Writing to Right Yourself

For those who blog you are probably familiar with what happens when you start writing about something you believe strongly in or a practice you’re undertaking and find that as you write, you no longer believe it. It’s disheartening and yet it’s magical.

I have 19 blog posts that have not and will not be published. But I don’t delete them. They serve as a reminder of a hidden benefit of blogging. It’s only as you write that you can begin to see flaws in your thinking; you see holes in your logic. It’s at this point that you realize you are writing a lie and if you click publish you are lying to others and worse, lying to yourself. So publishing never happens. But that’s OK because you are better for having begun.

A most commonly touted benefit of enterprise social technology is that if people share inaccurate info it can be seen and corrected – ¬†and this is a good thing. But writing and not releasing is equally powerful and only comes through the transparency that social tech enables. If we, the potential sharer, recognize our flaws before revealing them and because we were to reveal them, we improve. It’s an act of reflection and something completely unseen/immeasurable to the organization but it should be encouraged by the organization – Writing as an act to right yourself; it’s an exercise in self-development which is always good for business.

Conversation Brings Change, Naturally

I’ve been thinking about Media Naturalness theory for some time. Well, more often it just pops up because it’s not like I’ve invested all than much effort into it. In short, if you’re not familiar, Media Naturalness Theory is the idea that human beings were built for face-to-face communication over thousands of years of evolution. Our gestures, voice inflection, eye movement, body language all contribute to giving and receiving information. Therefore anything that shifts away from this “medium” impacts our ability to effectively communicate. There was a lot of study around this with the introduction of email. To learn more I found this Wikipedia article a pretty good place to start.

Being more into the media rich New Social Learning (i.e. learning through social technology), I haven’t put much stock into Media Naturalness theory but I had a bit of an epiphany at a recent meet-up here in Syracuse. I’m a member of a local Bloggers Facebook group. We comment and exchange posts as well as ask for advice, etc. I was wanting to meet some of these fine people in person and pick their brains about blogging and why they do it, how they do it, tools, approaches, etc. I think I’m somewhat of an outlier in this space as I don’t blog for money, I do it for myself (although if the occasional speaking gig arises I usually don’t say no), my topic is a bit fringe, and I’m a bit of a purist in that I focus exclusively on my writing/reflecting and do nothing in regard to researching tags, SEO and monetization.

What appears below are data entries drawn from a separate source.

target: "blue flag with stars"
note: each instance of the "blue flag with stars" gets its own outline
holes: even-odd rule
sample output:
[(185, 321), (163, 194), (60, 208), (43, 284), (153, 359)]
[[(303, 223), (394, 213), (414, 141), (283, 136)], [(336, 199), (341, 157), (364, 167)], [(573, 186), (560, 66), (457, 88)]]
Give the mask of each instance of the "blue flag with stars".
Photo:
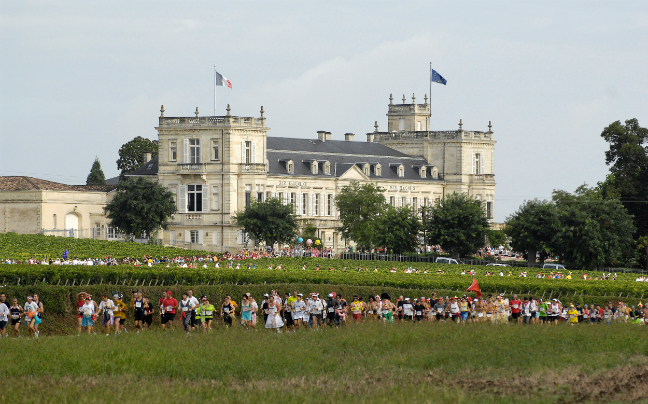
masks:
[(432, 82), (434, 83), (441, 83), (445, 86), (445, 83), (448, 81), (443, 78), (439, 73), (436, 72), (436, 70), (432, 69), (432, 77), (430, 78)]

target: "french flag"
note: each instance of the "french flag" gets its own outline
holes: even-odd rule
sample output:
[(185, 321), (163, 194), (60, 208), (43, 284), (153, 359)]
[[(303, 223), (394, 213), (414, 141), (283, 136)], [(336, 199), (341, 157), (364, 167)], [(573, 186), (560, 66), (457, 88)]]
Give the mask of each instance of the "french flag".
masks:
[(216, 72), (216, 85), (217, 86), (227, 86), (229, 88), (232, 88), (232, 83), (227, 80), (222, 74)]

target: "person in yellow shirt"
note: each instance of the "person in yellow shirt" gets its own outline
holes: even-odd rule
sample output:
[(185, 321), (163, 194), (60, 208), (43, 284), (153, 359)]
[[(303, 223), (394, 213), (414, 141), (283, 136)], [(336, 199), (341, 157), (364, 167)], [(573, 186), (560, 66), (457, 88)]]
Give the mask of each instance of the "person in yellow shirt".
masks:
[(115, 303), (115, 308), (113, 309), (113, 315), (115, 317), (115, 335), (119, 335), (120, 328), (123, 328), (124, 332), (128, 332), (126, 329), (126, 312), (128, 311), (128, 306), (126, 306), (126, 303), (122, 302), (121, 298), (116, 293), (113, 296), (113, 302)]
[(567, 315), (569, 316), (569, 324), (578, 324), (578, 311), (573, 304), (569, 305), (569, 311), (567, 311)]

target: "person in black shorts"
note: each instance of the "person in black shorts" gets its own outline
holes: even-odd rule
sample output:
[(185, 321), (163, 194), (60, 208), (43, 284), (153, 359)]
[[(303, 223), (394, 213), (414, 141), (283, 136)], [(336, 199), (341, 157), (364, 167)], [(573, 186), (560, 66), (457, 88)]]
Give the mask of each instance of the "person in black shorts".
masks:
[(142, 298), (142, 292), (137, 291), (135, 294), (135, 301), (133, 301), (133, 319), (135, 320), (135, 328), (139, 334), (142, 329), (142, 323), (144, 322), (144, 299)]
[(149, 300), (148, 297), (144, 298), (144, 318), (143, 318), (143, 324), (146, 324), (146, 328), (151, 328), (151, 324), (153, 324), (153, 313), (155, 312), (155, 307), (153, 307), (153, 303)]

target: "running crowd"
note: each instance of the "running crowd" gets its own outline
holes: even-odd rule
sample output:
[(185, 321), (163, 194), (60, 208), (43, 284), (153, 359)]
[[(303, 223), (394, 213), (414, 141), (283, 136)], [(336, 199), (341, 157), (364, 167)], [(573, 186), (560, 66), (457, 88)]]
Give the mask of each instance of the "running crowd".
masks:
[[(513, 295), (510, 299), (504, 294), (488, 295), (485, 299), (462, 297), (415, 298), (399, 296), (395, 302), (389, 294), (370, 296), (365, 301), (355, 295), (348, 302), (341, 294), (332, 292), (328, 298), (318, 293), (310, 293), (304, 297), (296, 290), (282, 297), (276, 290), (265, 294), (260, 304), (250, 294), (241, 296), (236, 303), (231, 296), (226, 296), (221, 304), (214, 304), (207, 296), (196, 297), (193, 291), (183, 293), (180, 300), (171, 291), (163, 292), (158, 300), (142, 295), (141, 291), (133, 291), (130, 302), (124, 302), (123, 295), (102, 295), (98, 302), (86, 292), (76, 296), (77, 331), (83, 329), (88, 334), (105, 333), (110, 335), (111, 328), (115, 335), (128, 332), (126, 320), (133, 319), (133, 328), (137, 332), (150, 329), (153, 316), (160, 315), (162, 329), (173, 329), (174, 324), (181, 326), (185, 332), (208, 332), (215, 326), (214, 321), (225, 327), (240, 324), (246, 329), (268, 328), (280, 333), (297, 331), (299, 329), (317, 329), (323, 326), (340, 327), (349, 322), (366, 320), (392, 323), (401, 322), (493, 322), (493, 323), (522, 323), (546, 324), (557, 323), (576, 325), (579, 323), (611, 324), (612, 322), (628, 322), (644, 325), (648, 319), (648, 307), (640, 302), (637, 307), (627, 306), (624, 302), (607, 305), (588, 305), (582, 307), (579, 303), (564, 304), (558, 299), (518, 298)], [(24, 324), (29, 335), (37, 338), (40, 334), (39, 325), (43, 322), (45, 308), (38, 295), (28, 296), (27, 302), (21, 306), (18, 299), (8, 302), (5, 294), (0, 294), (0, 333), (9, 336), (7, 330), (11, 324), (13, 334), (21, 337), (21, 324)], [(130, 327), (130, 325), (129, 325)]]

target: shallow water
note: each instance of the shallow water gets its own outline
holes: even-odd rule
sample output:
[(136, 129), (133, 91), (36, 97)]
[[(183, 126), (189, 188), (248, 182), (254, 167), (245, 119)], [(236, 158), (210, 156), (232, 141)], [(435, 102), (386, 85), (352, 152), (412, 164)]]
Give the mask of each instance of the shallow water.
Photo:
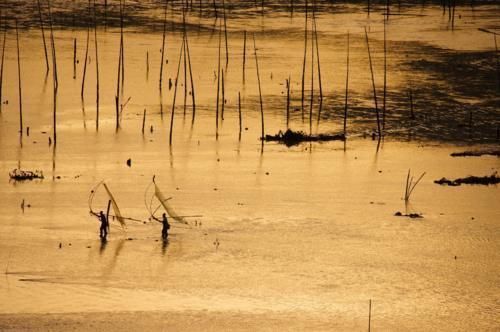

Meeting virtual friends face to face is always pleasant and since we didn’t engage much in long discussions in our Facebook group the opportunity was there to sit, have a beer and just hear each others voices if nothing else. Upon my arrival I moseyed up to a trio and introduced myself. After exchanging pleasantries I was asked by one, Joe I believe, “So what is it you write about exactly?” Without missing a beat I rattled off something like “I write about organizational social. How increasing transparency and openness can improve performance. You know, how social tools can be used inside an organization for sharing and collaboration.”  As I sputtered out my final words I realized, but didn’t feel compelled to add it in, that I said nothing about learning. I hadn’t even whispered the term that has defined my career for over 20 years now. No ID. No elearning. No L&D. No training. Nothing.

Blogging has a unique pressure that really only strikes you when you hit “publish.” Even as comments to your posts come in, you can pause almost indefinitely and ponder a reply. But in the heat of a face-to-face conversation, with real human eyes cast upon you and ears finely tuned, your response is unrehearsed, visceral and probably the most honest you can give. I write so much on my interest, beliefs, observations, efforts, etc that I really haven’t even given conscious thought to the transformation I have been undertaking. In reflecting on this moment over the past week I started looking back at my conversations online, my blog posts over the past few months and years and the pattern was obvious; I have slowly shifted away from being L&D-centric and have been seeing the whole organization’s role in impacting individual performance. Learning is a part of the work not apart from it. And thus learning is mostly indistinguishable from the other activities that make up the work we do, it is an unconscious underpinning. No longer does learning, in the formal sense, dominate my thinking and practice any more than communication, human interaction, culture, leadership, and trust.

Change happens one conversation at a time or in this case, change is made obvious through conversation. And why not – we’ve been learning about others and ourselves this way for thousands of years.

Better for Having Begun

An amazing transformation can happen in the process of writing a blog post. It happens in those initial frustrating moments when you feel your ideas are beginning to be internally challenged, altered and even slipping away.  Each tap of the keyboard is followed by a micro pause of self-doubt on beliefs you once held firm. It’s here, writing in public, that your mind can betray you; you are writer, readers, reviewer, critic. You can’t complete the post, not because others will criticize it but because you have and you no longer align yourself to the original premise. 


Your fingers lift from the keys and you exhale an audible sigh as energy now shifts back to your thoughts, to your network, to your experiences, to your research to clarify and reflect. Defeated? Yes, if your goal was completion. Or no, if your goal is continuous growth – because you really are better for having begun this process.